Observe that the customized operate we outlined earlier than additionally prints the error made in coaching and check knowledge, thus offering one other overfitting prognosis method. On this mannequin, we now have a Imply Squared Error (MSE) of 0.0052 on coaching knowledge, and a a lot larger error of 406.1920 on the check knowledge, largely as a result of drastic sample seen on the left-hand aspect of the regression curve.
Fixing Overfitting
To repair overfitting on this instance, we’ll apply a easy but usually efficient technique: simplifying the mannequin. For a polynomial regression mannequin, this entails lowering the diploma of the curve. Let’s attempt as an example a level equal to three:
reduced_degree = 3 train_and_view_model(reduced_degree) |
Ensuing visualization:

Simplified polynomial regression mannequin (levels = 3).

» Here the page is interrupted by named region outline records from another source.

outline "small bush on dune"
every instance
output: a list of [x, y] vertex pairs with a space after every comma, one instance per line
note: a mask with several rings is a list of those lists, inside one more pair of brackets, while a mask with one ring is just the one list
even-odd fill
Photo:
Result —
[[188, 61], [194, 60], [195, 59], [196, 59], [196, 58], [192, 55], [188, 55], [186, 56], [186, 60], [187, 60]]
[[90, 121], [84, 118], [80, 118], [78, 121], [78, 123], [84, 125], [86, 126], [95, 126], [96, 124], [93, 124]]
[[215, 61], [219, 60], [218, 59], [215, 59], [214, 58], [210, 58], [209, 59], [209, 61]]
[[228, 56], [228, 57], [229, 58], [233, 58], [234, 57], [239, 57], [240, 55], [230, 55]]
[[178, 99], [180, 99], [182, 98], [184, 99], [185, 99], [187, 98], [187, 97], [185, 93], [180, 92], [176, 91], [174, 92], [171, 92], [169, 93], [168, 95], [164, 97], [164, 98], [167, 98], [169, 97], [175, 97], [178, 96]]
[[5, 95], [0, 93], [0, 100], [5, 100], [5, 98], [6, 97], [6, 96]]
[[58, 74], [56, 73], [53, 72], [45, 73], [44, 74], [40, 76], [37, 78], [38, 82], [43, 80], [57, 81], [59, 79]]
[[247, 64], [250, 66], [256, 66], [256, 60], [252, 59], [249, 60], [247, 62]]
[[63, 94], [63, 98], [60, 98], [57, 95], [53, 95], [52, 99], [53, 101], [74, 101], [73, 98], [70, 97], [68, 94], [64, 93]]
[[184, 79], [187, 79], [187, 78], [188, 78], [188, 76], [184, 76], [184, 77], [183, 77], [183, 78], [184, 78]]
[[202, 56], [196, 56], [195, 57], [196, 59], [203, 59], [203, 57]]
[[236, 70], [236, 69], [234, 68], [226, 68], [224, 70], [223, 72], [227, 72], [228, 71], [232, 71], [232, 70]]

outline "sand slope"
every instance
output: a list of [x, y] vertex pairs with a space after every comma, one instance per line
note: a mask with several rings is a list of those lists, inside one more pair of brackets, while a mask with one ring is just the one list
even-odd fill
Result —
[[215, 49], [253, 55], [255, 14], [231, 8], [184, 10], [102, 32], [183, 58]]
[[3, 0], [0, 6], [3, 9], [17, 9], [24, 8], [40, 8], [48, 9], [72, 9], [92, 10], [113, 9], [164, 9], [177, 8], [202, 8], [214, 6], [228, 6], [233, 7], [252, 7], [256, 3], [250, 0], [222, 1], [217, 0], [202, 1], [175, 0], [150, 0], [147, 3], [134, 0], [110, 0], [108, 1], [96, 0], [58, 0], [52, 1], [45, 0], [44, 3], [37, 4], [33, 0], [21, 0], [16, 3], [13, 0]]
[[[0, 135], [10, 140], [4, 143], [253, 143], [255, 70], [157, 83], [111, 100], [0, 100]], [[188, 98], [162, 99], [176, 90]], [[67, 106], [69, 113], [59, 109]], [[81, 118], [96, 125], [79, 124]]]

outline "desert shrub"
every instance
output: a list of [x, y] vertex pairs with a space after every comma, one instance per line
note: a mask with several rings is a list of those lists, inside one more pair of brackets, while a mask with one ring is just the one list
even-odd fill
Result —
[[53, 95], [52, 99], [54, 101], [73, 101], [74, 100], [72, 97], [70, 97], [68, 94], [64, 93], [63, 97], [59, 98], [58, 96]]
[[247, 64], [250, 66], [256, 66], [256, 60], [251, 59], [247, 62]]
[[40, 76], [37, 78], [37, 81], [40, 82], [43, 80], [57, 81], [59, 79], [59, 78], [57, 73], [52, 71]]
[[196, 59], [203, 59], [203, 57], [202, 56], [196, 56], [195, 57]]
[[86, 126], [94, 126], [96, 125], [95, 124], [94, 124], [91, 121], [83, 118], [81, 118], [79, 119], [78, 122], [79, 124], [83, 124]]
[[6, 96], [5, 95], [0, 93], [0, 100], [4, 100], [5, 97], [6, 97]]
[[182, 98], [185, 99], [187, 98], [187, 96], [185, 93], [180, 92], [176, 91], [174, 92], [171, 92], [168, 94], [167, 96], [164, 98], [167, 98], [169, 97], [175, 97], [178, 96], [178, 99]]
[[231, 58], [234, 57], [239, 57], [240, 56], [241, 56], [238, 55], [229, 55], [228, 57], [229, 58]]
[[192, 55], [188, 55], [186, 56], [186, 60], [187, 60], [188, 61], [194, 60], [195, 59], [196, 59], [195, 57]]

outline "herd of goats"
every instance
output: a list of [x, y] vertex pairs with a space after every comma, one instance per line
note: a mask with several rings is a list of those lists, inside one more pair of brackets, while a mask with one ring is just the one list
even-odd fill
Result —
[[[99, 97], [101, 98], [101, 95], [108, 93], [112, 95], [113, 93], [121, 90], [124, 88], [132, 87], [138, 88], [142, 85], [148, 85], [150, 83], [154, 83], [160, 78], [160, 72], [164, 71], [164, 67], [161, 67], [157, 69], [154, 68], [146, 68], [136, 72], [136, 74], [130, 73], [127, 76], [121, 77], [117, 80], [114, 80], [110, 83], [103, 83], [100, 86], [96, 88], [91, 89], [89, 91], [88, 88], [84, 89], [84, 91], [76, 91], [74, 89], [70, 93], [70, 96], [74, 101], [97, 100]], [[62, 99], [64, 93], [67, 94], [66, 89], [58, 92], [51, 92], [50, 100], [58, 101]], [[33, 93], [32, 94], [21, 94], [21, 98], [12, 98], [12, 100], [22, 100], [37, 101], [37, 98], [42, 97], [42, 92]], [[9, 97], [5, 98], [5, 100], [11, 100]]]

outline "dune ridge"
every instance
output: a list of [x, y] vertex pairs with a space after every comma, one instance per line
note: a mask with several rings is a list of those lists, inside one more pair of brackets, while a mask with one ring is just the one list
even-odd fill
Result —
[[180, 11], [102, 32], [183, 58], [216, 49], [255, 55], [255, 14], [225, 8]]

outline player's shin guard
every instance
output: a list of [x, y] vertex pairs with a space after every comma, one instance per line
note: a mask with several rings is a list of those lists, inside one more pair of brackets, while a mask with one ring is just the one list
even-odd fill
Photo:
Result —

As we are able to see, whereas this curve doesn’t match the coaching set as an entire as tightly because the earlier mannequin did, we could have overcome the overfitting challenge to a point, thus arising with a mannequin that will generalize higher to future distinct knowledge. The ensuing coaching MSE is 0.0139, whereas the check MSE is 0.0394. This time, whereas there may be nonetheless a distinction between the errors, it’s a lot much less drastic: an indication that this mannequin is extra generalizable.
Conclusion
This text unveiled the mandatory sensible steps to find and sort out the overfitting downside in classical machine studying fashions educated in Python. Concretely, we illustrated tips on how to spot and repair overfitting in a polynomial regression mannequin by visualizing the mannequin alongside the information, calculating the error made, and simplifying the mannequin to make it extra generalizable.